Todd Field’s Tár stars an insanely glorious Cate Blanchett – if she doesn’t win an Oscar I’ll eat my hat – as a world-famous orchestral conductor about to record Mahler’s Fifth Symphony. There is also Elgar’s Cello Concerto in this film, and a bit of Bach, but it’s not about music. To say it’s about music would be like saying Citizen Kane is about tobogganing. It’s about power: how you attain it, what you do with it. We enter the world of cancel culture and identity politics and address that old chestnut: can you separate art and artist? It’s basically everything you are certain will bore you to death, but it doesn’t here. It’s riveting. The film is 157 minutes long and doesn’t drag for a single second.
Field wrote this for Blanchett, who commands every frame, as befits a character fully in command of her life, at least at the outset. She is Lydia Tár, chief conductor of the Berlin Philharmonic, philanthropist, teacher, composer, winner of multiple awards, writer of a forthcoming coffee-table book, Tár on Tár.
The film opens with her being interviewed on stage by Adam Gopnik of the New Yorker (played by Adam Gopnik of the New Yorker). She has firm views about gender bias, telling him she has no wish to be called ‘maestra’ instead of ‘maestro’ because ‘we don’t call astronauts astronettes’ and as a woman in this industry ‘I have no complaints.’

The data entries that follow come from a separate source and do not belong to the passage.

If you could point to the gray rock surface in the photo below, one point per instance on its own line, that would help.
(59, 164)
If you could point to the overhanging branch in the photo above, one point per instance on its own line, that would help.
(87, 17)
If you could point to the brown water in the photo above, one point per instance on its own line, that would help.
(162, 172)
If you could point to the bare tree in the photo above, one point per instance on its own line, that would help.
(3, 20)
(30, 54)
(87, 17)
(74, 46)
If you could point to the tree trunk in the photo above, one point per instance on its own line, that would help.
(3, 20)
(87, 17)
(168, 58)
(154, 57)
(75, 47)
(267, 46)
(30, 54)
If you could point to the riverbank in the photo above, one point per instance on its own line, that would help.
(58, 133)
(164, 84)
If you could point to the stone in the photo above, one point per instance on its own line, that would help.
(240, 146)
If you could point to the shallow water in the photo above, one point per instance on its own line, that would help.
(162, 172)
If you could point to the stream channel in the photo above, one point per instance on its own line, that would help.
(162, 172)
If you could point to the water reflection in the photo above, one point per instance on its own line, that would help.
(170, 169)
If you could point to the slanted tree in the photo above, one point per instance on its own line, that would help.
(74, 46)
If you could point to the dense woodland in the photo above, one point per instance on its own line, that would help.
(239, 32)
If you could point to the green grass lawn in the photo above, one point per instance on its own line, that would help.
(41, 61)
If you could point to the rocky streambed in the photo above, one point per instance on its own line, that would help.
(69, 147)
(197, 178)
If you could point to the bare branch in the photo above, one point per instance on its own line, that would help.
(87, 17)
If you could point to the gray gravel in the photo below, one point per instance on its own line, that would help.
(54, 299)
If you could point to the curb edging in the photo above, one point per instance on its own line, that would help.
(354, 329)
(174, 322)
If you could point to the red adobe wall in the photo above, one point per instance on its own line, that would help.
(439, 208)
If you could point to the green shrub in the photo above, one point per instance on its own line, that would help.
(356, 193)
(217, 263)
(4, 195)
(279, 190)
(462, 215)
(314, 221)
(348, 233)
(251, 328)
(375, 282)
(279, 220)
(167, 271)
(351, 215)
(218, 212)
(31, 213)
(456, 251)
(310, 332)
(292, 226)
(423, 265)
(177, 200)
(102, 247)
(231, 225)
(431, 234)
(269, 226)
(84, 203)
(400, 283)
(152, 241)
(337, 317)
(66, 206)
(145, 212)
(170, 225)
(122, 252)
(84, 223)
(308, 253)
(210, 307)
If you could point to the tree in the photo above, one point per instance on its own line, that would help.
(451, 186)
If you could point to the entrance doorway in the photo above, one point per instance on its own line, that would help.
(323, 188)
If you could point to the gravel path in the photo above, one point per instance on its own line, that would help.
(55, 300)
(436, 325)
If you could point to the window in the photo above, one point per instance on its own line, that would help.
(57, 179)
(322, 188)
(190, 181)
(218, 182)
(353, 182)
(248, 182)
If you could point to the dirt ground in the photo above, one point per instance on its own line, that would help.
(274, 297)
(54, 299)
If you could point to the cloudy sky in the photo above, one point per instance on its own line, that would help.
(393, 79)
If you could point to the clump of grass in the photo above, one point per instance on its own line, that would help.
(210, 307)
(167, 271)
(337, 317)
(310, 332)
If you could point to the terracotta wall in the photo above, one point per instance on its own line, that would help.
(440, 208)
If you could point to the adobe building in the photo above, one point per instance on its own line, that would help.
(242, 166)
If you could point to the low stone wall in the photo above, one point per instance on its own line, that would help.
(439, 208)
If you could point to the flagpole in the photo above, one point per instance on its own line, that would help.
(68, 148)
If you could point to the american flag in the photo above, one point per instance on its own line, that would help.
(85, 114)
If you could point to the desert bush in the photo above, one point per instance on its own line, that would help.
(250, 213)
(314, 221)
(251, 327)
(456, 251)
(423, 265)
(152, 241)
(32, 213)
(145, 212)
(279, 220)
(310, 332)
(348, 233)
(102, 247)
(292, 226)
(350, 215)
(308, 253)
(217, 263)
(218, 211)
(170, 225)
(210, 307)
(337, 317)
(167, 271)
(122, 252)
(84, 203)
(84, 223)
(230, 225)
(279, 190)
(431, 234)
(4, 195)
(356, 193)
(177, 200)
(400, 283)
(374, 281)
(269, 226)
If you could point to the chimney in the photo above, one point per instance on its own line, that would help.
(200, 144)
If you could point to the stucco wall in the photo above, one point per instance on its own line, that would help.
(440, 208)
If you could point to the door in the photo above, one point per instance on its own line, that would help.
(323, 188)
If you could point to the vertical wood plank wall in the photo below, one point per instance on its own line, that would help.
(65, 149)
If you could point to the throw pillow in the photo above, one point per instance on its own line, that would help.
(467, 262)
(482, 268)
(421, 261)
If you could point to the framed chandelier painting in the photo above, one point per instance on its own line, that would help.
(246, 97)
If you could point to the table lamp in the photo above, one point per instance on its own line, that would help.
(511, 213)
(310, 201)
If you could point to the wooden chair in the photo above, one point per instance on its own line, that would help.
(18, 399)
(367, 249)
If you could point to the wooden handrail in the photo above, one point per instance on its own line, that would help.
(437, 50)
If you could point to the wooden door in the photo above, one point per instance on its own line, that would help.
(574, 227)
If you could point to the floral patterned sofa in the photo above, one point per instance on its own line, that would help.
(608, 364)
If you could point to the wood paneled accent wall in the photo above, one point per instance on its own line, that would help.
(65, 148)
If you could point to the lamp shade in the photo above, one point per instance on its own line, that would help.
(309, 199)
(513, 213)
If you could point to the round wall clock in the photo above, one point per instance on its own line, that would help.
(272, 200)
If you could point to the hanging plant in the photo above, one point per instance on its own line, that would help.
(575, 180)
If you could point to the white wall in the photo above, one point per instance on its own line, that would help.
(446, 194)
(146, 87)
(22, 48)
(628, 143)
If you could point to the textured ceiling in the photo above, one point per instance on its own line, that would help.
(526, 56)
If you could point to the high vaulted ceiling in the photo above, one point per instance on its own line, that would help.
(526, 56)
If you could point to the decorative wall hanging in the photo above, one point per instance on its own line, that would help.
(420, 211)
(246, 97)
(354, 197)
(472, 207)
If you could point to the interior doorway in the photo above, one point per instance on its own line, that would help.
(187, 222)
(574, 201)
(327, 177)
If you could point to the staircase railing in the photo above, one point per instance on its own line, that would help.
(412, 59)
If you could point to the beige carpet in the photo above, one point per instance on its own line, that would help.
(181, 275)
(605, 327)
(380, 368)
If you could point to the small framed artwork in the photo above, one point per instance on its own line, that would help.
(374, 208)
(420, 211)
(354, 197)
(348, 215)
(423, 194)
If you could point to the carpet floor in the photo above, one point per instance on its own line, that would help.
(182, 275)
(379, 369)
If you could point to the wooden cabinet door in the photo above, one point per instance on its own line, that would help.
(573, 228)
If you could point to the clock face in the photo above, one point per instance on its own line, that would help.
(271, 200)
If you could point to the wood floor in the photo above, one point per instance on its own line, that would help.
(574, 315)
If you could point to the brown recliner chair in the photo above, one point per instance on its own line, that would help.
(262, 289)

The film is 157 minutes long and doesn’t drag for a single second
Her wardrobe is exquisite: bespoke suits and expensive linen or cashmere in tasteful neutral colours. She has a wife, Sharon (the masterful Nina Hoss, unless that should be mistressful?). Sharon is the orchestra’s concertmaster and the apartment they share with their young daughter in Berlin could be an art gallery.